Annotation files are hosted on Huggingface.
Please download the multi-shot videos from OneDrive or HuggingFace.
We are excited to release a new video-text benchmark for multi-shot video understanding. This release contains a 134k version of our dataset. It includes detailed long summaries (human annotated + GPTV generated) for 134k videos and shot captions (human annotated) for 188k video shots. Additionally, we annotate question-answering pairs for benchmarking multi-shot video understanding.

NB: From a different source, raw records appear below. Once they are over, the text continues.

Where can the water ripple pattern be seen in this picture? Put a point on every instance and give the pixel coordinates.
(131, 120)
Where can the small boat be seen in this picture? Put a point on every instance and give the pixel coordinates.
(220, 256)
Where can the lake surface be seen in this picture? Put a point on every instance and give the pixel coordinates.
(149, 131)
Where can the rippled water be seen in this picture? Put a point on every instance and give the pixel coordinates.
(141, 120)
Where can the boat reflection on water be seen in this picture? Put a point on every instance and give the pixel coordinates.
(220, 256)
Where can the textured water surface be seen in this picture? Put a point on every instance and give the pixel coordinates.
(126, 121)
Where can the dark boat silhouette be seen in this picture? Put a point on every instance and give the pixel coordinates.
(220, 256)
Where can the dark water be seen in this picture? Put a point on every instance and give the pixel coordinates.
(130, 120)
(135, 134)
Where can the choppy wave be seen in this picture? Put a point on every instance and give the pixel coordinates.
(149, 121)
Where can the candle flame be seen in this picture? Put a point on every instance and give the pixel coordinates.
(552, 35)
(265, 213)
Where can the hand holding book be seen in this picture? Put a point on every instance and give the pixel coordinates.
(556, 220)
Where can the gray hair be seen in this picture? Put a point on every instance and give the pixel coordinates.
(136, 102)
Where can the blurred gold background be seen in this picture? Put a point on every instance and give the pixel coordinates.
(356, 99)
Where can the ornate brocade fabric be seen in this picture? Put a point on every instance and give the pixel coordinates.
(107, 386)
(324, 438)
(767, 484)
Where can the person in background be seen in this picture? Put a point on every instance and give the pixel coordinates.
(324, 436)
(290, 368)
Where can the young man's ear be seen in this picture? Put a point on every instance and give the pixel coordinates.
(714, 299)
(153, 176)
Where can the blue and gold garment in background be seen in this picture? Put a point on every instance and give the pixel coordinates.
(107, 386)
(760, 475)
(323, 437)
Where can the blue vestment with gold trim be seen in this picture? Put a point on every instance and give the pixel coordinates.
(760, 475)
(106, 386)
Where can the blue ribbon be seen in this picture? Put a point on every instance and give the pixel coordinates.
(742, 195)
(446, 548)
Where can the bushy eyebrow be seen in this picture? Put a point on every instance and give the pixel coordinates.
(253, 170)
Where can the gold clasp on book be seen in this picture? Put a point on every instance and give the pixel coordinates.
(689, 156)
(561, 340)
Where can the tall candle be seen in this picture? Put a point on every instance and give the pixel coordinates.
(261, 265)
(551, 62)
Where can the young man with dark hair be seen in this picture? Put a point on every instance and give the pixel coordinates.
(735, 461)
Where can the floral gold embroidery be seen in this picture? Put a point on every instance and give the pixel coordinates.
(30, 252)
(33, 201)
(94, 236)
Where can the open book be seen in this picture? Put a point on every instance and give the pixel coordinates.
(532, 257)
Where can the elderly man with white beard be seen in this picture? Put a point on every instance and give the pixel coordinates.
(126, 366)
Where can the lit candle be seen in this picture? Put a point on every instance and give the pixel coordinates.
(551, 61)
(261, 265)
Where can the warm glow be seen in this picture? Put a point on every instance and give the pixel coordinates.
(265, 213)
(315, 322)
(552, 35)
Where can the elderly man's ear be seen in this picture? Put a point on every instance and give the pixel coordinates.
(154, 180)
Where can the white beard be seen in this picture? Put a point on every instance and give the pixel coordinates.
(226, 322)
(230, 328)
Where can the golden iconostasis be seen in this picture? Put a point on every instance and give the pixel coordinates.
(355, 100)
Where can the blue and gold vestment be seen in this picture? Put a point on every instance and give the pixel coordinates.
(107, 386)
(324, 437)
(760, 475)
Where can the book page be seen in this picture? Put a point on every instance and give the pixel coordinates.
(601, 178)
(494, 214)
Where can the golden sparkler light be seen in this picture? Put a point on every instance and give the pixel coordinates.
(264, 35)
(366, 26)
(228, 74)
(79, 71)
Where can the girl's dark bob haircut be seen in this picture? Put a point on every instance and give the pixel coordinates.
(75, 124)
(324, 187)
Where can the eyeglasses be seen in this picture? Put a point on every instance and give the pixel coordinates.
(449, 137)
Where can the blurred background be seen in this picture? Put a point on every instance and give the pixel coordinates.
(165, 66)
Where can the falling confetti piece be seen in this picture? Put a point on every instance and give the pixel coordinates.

Our 134k multi-shot videos come with detailed textual descriptions, consisting of 43k human annotation and 90k GPTV generation and covering over 548k video shots. The different files under data/annotations/
:
- 20k_{train/test/val}.json 20k-version release. We keep using testing/validation split in 134k version.
- 90k_gptv_train.json 90k subset from 134k release, of which the text summaries are generated by GPTV with long visual tokens.
- 43k_human_train.json 43k subset from 134k release, of which the text summaries are produced and rectified by human annotators, paired with 188k human-annotated video shot captions and narration captions.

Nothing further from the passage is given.